YouTube’s ad revenue is slowing as TikTok and Netflix look to overtake the platform, WARC Media reveals.
YouTube’s annual revenue, which includes premium subscriptions, exceeded $60bn in 2025 for the first time – $40bn of which was attributed to advertising, according to WARC Media.
It has reached over 2.6 billion users, with short-form video driving engagement for the platform, especially among gen Z, which is its most valuable audience.
The average YouTube user spent 58 minutes per day on the platform in 2025, up from 48 minutes in 2024 – with India the most active region with 500 million users.
YouTube viewing is increasingly occurring on larger screens – connected TV (CTV) makes up 45% of total watch time in the US, with average session lengths over 45 minutes and completion rates of 95% or higher.
However, its ad business growth is slowing, as pressure from rivals such as TikTok and Netflix mounts.
While the Google-owned platforms global ad revenue global ad revenue grew 11.7% year-on-year (YoY) in 2025 to $40.4bn, it is still a contraction from 2024, which had a YoY growth rate of 14.7%.

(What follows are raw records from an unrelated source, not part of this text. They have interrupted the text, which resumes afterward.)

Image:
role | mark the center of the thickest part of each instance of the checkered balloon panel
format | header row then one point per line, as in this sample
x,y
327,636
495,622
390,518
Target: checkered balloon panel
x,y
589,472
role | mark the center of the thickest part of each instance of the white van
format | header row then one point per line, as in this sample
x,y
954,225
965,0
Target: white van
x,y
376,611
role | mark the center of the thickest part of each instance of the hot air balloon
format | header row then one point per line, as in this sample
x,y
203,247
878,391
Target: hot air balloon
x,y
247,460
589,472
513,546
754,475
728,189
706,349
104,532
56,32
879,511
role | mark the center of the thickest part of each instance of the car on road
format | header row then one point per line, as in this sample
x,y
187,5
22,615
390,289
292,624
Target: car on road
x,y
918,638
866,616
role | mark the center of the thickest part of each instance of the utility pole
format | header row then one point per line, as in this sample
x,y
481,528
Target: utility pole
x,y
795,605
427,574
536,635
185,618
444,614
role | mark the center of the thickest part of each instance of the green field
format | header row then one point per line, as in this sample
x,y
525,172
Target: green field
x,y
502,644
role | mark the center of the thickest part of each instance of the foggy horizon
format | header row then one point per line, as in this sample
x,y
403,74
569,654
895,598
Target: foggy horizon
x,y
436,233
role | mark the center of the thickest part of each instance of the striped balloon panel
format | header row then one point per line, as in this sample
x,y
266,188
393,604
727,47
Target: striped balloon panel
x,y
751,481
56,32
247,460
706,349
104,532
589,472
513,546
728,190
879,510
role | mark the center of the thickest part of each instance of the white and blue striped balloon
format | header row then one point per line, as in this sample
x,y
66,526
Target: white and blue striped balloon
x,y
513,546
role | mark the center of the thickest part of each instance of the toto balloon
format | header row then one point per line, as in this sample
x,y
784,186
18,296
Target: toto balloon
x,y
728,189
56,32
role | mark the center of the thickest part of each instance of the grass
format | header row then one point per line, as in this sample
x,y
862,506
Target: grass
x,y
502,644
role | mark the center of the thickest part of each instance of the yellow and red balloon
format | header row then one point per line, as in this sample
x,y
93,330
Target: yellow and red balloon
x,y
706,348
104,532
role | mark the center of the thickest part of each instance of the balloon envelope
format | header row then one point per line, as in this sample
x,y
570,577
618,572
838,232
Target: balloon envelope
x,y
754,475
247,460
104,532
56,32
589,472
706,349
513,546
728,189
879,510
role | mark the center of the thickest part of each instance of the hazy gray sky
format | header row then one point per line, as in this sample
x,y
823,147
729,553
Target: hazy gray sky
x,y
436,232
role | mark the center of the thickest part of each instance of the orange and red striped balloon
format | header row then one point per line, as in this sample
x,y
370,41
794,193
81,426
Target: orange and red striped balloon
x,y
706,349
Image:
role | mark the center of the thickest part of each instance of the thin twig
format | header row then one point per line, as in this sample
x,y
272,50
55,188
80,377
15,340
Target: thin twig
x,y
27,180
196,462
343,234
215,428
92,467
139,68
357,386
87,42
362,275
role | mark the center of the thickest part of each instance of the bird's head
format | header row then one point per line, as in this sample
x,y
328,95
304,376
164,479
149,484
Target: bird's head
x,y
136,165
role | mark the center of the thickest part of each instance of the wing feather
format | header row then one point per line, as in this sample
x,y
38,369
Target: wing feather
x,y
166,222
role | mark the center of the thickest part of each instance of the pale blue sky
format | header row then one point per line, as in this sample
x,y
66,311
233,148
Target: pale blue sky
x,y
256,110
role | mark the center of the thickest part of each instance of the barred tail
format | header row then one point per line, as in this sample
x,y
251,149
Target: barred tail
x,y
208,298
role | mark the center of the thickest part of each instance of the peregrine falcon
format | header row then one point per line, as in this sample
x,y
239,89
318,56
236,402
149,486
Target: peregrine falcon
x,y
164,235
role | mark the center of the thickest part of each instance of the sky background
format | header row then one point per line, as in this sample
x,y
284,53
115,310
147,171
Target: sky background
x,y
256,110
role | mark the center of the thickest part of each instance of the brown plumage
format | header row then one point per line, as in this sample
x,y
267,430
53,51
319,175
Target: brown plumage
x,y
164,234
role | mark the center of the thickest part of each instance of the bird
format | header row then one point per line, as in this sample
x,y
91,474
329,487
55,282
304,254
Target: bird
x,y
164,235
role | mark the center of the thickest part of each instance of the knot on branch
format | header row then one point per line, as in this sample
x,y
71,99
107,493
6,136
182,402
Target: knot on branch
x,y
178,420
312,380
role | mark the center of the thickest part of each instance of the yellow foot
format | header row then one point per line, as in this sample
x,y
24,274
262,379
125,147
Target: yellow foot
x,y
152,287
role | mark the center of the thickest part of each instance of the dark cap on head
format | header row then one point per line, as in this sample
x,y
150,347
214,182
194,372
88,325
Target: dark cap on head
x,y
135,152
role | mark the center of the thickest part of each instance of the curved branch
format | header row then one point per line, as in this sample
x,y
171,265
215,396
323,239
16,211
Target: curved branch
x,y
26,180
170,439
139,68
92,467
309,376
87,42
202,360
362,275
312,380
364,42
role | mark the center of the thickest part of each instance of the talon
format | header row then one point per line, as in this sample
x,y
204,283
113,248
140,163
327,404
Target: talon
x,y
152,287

YouTube’s YoY growth is forecast to decelerate further to 7% this year ($43.2bn) and 7.9% by 2027 ($46.6bn).
The competition for YouTube is evident, as many brands are leaning towards investing their ad dollars into platforms like TikTok for social commerce. TikTok, if it continues to grow at its current rate, could overtake YouTube on ad revenue by 2028.

Netflix has also become a key competitor to YouTube with is ad-tier subscription service and is expected to pull ahead of YouTube in the next 18 months.
Alex Brownsell, head of content at WARC Media, said: “Rising consumption of video content on YouTube, and in particular on TV screens, has not yet translated into the kind of year-on-year ad revenue growth we see elsewhere in the digital ad market.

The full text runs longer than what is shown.